無敵だ。今のブラーに敵はない。前作『パーク・ライフ』が今もチャート・インするほど売れに売れ、ツアーにツアーを重ねてきた1年だったというのに、彼らはこんなに素晴らしい新作をひょいと完成させてしまった。たぶん、ビートルズが『フォー・セール』『ラバー・ソウル』『リボルバー』とたて続けに作品を発表していた頃も、リスナーはこんな気持ちにさせられていたのだろう。そう、ブラーは現代のビートルズ、である。
何しろ曲のポテンシャルがえらく高い。今回もボーナス・トラックを合わせて全17曲という量産ぶりで、例によって妙なコード進行のナンバーも多いというのに、1曲1曲がどれも恐ろしくポップ。まるで、ポップという言葉の範囲をどんどん広げているかのようだ。ブラーの手にかかればこれまで見過ごしてきた景色も一気に色づく、そんなマジックさえ感じる。ゆえに、ここ数年掲げてきた英国主義/モッズというキー・ワードももはや用なし、といった趣。前作のフィル・ダニエルズに続き、今回はイギリス労働党党首までをも引っ張りだしてきているが(11)、そんな政治色でさえ彼らの前ではポップなトーンに早変わりしてしまう。こんなことができるバンドが、今、他にどれだけいるというのだ。

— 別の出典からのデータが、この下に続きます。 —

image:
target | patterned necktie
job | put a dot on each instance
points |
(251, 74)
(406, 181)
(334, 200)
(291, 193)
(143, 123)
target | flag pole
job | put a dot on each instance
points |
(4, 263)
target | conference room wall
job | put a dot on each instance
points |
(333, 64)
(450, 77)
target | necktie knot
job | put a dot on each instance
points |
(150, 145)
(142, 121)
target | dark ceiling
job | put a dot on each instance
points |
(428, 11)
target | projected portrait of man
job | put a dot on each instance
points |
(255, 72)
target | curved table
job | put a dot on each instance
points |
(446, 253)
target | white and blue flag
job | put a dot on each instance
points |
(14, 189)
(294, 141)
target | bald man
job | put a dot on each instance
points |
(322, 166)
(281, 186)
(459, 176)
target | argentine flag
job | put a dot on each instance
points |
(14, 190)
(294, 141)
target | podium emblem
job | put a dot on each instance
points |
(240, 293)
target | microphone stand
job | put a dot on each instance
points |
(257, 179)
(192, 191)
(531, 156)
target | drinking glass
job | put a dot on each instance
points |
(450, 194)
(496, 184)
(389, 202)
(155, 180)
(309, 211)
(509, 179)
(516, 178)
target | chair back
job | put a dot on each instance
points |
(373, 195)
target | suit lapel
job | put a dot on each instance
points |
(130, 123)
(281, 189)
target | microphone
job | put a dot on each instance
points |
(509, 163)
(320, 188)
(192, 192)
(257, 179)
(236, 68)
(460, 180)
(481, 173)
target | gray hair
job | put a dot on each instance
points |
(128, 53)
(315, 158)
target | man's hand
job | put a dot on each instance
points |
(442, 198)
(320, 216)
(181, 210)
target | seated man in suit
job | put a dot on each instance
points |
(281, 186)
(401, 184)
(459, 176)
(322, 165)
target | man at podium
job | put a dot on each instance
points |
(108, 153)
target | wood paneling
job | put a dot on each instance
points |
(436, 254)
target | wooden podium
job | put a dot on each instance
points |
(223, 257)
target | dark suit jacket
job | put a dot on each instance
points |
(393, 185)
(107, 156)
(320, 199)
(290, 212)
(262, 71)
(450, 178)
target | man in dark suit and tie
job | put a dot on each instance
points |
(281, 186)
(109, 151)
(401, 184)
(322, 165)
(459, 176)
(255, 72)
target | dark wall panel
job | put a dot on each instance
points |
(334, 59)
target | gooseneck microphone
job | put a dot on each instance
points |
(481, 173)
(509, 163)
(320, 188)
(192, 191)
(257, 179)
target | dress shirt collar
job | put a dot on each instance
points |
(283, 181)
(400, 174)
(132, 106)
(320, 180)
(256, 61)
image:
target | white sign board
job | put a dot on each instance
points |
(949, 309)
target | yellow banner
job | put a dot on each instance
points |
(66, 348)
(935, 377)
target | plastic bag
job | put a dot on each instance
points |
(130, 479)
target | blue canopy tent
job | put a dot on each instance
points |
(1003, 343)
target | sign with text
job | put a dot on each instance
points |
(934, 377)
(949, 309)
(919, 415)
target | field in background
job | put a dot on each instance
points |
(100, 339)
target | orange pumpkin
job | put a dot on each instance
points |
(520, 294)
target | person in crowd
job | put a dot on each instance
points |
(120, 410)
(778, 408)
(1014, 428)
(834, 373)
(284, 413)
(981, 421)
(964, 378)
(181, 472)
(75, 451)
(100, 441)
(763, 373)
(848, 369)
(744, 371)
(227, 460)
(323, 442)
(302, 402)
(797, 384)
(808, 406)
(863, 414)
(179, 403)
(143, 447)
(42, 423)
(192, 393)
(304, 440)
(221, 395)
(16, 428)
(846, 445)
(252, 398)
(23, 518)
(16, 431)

タイトルの意味は映画のそれと同じ"大脱走"。だが、彼らはどこにも逃げもしないし隠れもしない。天下一のポップ・メイカーとして毅然と存在する。そしてその姿はとてつもなく美しい。ザ・フーもザ・ジャムもいらない。ビートルズも捨て去ってしまえ。このアルバムは私たちにそうサラリと告げているような気がするのである。